At the end of one of the royal couple’s many trips to Canada, a well-meaning if unimaginative official asked Prince Philip, duke of Edinburgh: “How was your flight?” It’s the kind of mindless chat that drives the Queen’s hubby to distraction. “Have you flown in a plane,” he asked the hapless official. “Yes? Well, it was just like that.” Queen Elizabeth II, his wife of 62 years, would never be so cutting. One has to wonder, though, after 58 years on the throne, some 375 functions a year and visits to 132 nations, give or take, if the 84-year-old monarch isn’t tempted at times to let fly a zinger or two.
Inevitably, when she and Philip arrive in Halifax on June 28 for this, her 22nd official Canadian tour as Queen, someone will inquire about her journey. And over the nine days of the visit—which also include stops in Ottawa, Winnipeg, Toronto and Waterloo, Ont.—many more will comment on the weather or her hat, and inquire about her grandchildren or the corgis. To all these she’ll offer replies so sweet and innocuous that hovering reporters will shut their notebooks in despair.
It is the 89-year-old duke you want to follow with pen at the ready. He has “ably resisted the influence of political correctness and retained a fondness for a good joke,” noted the Telegraph with affection, “subsequently having to apologize to Indians, the deaf, Scots, tourists, Canadians, the unemployed, Tom Jones, British women and Cantonese cooks, to name but a few.” These supposed gaffes are just the prince speaking his mind, or kicking the stuffiness out of an occasion with an occasionally off-target quip, or, God forbid, offering an honest opinion. (“We don’t come here for our health. We can think of other ways of enjoying ourselves,” he once said of Canada. “Bloody awful,” he said of Jones, the Welsh warbler. Hey, fair comment.)
The duke never speaks for the Queen but perhaps he acts as a relief valve, when the relentless volume of ribbon cuttings, plaque unveilings and cucumber sandwiches threatens to red-line the royal constitution. At one event, Philip sidled up to a blind woman with a seeing-eye dog and said: “Do you know they’re now producing eating dogs for anorexics?” Had the Queen said that, Buckingham Palace would still be sweeping up the mess. As it was, well, Philip was being Philip. And, really, it’s not a bad joke.

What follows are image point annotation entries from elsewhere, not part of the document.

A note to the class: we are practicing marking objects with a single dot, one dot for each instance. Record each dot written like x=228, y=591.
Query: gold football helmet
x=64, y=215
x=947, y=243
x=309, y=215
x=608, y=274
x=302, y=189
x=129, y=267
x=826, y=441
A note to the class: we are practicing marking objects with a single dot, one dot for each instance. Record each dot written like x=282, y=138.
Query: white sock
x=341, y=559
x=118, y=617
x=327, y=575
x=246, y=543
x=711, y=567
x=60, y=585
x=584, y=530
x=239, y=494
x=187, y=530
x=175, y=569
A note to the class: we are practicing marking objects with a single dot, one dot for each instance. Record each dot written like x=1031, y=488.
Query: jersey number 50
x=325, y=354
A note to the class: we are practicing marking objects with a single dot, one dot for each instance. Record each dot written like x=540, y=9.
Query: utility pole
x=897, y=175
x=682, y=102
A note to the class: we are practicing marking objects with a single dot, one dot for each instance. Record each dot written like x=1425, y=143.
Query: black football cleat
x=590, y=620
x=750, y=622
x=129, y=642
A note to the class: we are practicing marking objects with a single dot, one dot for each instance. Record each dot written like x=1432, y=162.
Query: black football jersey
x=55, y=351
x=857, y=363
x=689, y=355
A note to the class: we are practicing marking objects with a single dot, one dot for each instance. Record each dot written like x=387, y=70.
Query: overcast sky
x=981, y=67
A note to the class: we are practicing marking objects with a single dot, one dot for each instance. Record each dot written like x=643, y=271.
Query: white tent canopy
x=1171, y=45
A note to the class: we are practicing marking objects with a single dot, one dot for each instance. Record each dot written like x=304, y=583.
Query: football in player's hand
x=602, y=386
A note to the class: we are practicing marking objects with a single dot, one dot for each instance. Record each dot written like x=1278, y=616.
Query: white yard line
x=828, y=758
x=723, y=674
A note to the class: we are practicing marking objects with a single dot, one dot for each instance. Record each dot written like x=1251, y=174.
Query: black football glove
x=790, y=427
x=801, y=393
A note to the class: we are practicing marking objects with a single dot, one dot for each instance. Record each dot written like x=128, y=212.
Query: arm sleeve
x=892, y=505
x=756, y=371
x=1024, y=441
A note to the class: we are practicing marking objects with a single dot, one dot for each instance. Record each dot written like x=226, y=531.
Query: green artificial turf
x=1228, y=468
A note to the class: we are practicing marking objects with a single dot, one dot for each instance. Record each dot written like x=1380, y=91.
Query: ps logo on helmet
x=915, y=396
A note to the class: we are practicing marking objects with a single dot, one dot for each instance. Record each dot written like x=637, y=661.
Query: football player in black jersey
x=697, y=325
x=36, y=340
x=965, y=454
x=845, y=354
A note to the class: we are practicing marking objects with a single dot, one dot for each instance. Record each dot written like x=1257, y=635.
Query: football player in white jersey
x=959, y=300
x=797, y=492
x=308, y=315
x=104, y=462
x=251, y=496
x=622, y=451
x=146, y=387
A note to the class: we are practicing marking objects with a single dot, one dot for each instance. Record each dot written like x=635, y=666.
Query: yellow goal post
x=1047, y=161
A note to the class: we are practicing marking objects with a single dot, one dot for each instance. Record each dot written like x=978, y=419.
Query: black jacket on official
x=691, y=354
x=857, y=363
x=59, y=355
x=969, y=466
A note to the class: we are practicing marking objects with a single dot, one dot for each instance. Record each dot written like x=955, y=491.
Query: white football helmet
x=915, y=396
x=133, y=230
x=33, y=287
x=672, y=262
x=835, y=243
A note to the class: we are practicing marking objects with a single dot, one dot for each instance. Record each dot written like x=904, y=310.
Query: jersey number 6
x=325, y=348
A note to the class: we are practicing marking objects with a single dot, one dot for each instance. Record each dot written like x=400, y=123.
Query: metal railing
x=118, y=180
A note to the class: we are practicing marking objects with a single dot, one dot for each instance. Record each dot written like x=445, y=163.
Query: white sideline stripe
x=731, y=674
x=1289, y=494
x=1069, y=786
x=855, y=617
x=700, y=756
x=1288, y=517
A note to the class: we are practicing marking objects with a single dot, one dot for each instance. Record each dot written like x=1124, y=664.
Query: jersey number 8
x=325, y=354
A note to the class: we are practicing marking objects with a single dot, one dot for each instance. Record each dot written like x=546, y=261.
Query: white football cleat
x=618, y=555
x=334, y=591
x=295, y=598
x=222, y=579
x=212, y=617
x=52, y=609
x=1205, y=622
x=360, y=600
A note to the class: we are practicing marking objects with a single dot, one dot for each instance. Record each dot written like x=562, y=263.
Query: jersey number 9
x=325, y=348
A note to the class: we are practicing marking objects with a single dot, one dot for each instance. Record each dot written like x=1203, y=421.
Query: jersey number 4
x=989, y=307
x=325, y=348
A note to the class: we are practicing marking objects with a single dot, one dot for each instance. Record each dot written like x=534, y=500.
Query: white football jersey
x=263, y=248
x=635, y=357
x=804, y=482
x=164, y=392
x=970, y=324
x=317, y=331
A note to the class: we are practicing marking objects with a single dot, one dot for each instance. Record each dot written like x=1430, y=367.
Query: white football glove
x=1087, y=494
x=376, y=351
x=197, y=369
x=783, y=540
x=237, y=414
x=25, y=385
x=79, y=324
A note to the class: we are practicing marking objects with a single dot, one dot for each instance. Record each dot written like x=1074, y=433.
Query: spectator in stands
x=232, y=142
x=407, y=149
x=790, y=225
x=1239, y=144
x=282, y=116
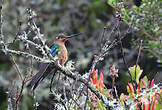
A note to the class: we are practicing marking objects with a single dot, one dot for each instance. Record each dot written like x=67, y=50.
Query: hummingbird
x=58, y=49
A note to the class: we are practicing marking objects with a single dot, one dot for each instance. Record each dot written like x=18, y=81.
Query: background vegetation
x=92, y=18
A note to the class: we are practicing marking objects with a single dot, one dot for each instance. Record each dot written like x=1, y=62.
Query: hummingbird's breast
x=63, y=57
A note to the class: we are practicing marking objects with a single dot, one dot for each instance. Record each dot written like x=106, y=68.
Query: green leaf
x=100, y=105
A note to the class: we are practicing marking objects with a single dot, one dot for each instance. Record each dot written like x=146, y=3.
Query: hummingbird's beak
x=74, y=35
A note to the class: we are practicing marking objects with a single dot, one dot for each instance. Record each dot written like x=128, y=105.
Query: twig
x=16, y=68
x=121, y=47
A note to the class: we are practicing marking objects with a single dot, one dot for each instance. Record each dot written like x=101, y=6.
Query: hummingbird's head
x=62, y=37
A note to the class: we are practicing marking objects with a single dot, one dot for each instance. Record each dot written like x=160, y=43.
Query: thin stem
x=16, y=68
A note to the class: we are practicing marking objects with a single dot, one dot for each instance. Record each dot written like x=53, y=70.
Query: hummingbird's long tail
x=38, y=77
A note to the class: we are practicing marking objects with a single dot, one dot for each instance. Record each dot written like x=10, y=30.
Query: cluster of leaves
x=145, y=20
x=146, y=96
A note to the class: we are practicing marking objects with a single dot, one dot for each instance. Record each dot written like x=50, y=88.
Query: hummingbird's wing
x=54, y=49
x=42, y=70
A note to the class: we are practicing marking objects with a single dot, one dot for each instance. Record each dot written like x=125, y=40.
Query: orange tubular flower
x=95, y=76
x=143, y=83
x=101, y=81
x=130, y=88
x=138, y=89
x=144, y=106
x=153, y=104
x=136, y=102
x=152, y=83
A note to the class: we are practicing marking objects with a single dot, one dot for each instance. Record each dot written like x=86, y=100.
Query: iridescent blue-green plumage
x=54, y=49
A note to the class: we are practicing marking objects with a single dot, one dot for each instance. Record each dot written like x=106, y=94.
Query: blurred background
x=71, y=16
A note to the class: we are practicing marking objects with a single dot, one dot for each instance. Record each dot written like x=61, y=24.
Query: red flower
x=152, y=83
x=101, y=81
x=144, y=106
x=95, y=76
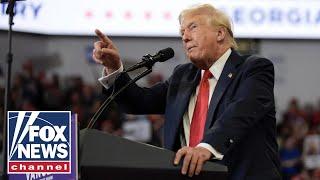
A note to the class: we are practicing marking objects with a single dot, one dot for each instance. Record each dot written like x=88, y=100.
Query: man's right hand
x=106, y=53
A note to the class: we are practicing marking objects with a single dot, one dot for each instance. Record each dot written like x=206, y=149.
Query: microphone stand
x=9, y=59
x=113, y=95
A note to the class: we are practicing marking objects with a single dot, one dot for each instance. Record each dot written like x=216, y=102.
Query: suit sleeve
x=253, y=100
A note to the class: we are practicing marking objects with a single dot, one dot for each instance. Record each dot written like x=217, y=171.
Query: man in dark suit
x=220, y=106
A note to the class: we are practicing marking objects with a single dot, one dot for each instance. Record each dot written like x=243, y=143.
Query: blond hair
x=216, y=18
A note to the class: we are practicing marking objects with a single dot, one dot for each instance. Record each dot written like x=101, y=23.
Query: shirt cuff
x=216, y=154
x=107, y=80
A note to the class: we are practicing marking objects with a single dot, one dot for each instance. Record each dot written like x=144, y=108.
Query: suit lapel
x=186, y=89
x=187, y=86
x=226, y=77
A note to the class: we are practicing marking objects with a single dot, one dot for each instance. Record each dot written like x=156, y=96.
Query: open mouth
x=190, y=48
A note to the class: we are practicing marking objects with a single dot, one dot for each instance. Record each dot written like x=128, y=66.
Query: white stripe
x=33, y=117
x=17, y=129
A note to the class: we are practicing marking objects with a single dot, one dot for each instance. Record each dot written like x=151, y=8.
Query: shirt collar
x=217, y=67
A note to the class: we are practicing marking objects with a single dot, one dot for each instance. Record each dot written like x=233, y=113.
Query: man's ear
x=221, y=34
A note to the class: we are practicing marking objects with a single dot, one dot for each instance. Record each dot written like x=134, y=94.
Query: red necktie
x=200, y=111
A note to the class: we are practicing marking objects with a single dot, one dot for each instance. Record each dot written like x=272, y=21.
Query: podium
x=104, y=156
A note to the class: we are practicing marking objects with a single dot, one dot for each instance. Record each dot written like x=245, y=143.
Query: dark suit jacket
x=241, y=120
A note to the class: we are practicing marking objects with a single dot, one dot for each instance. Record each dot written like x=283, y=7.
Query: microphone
x=149, y=60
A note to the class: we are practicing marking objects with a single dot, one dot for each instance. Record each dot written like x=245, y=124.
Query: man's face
x=199, y=39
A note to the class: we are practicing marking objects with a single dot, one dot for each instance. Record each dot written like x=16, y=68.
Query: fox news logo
x=39, y=142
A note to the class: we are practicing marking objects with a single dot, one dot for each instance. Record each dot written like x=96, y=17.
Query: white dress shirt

The Queen has said of her outspoken hubby, “I gave up trying to stop him years ago.” But, really, how hard does she try? By all accounts she’s not without a sense of humour. During a visit when Lech Walesa was Polish president she confided to an aide, “He only knows two English words.” Then, after a pause: “They are quite interesting words.”
Most Canadians have known no other monarch, or consort. Elizabeth and Philip have gone from the dashing young princess and duke who square danced at Rideau Hall in 1951, to a pair of royal grandparents who pop in for occasional feast days, giving us a chance to practise our manners, break out the good china, and puff out our chests. (Look, Your Majesty, she’ll hear in Waterloo, we invented the BlackBerry!)
Garry Toffoli, co-author of Queen and Consort and the Toronto-based executive director of the Canadian Royal Heritage Trust, affectionately calls the Queen “this matronly figure of stability, tradition and continuity.” Yet stability does not mean stasis. In her time, Britain and Canada have changed almost beyond recognition. Her marriage in 1947 came just two years after the war’s end. Life was hard enough that the festivities had to be scaled back somewhat. Hundreds of ordinary women offered the princess their precious nylon stockings as wedding gifts.
The multicultural Canada of today didn’t exist during her early years on the throne. In 1959, when the Queen and her consort embarked on their most ambitious cross-Canada tour, they were greeted by a monochromatic sea of faces. Canadian immigration policy still virtually excluded non-whites. It’s a vastly different country they visit now, one marking its 143rd birthday as they celebrate Canada Day in Ottawa July 1. Hard to believe it was just 84 years old when she became its Queen, or that 28 years have passed since she proclaimed its Constitution. Canada matured. She and the duke grew old.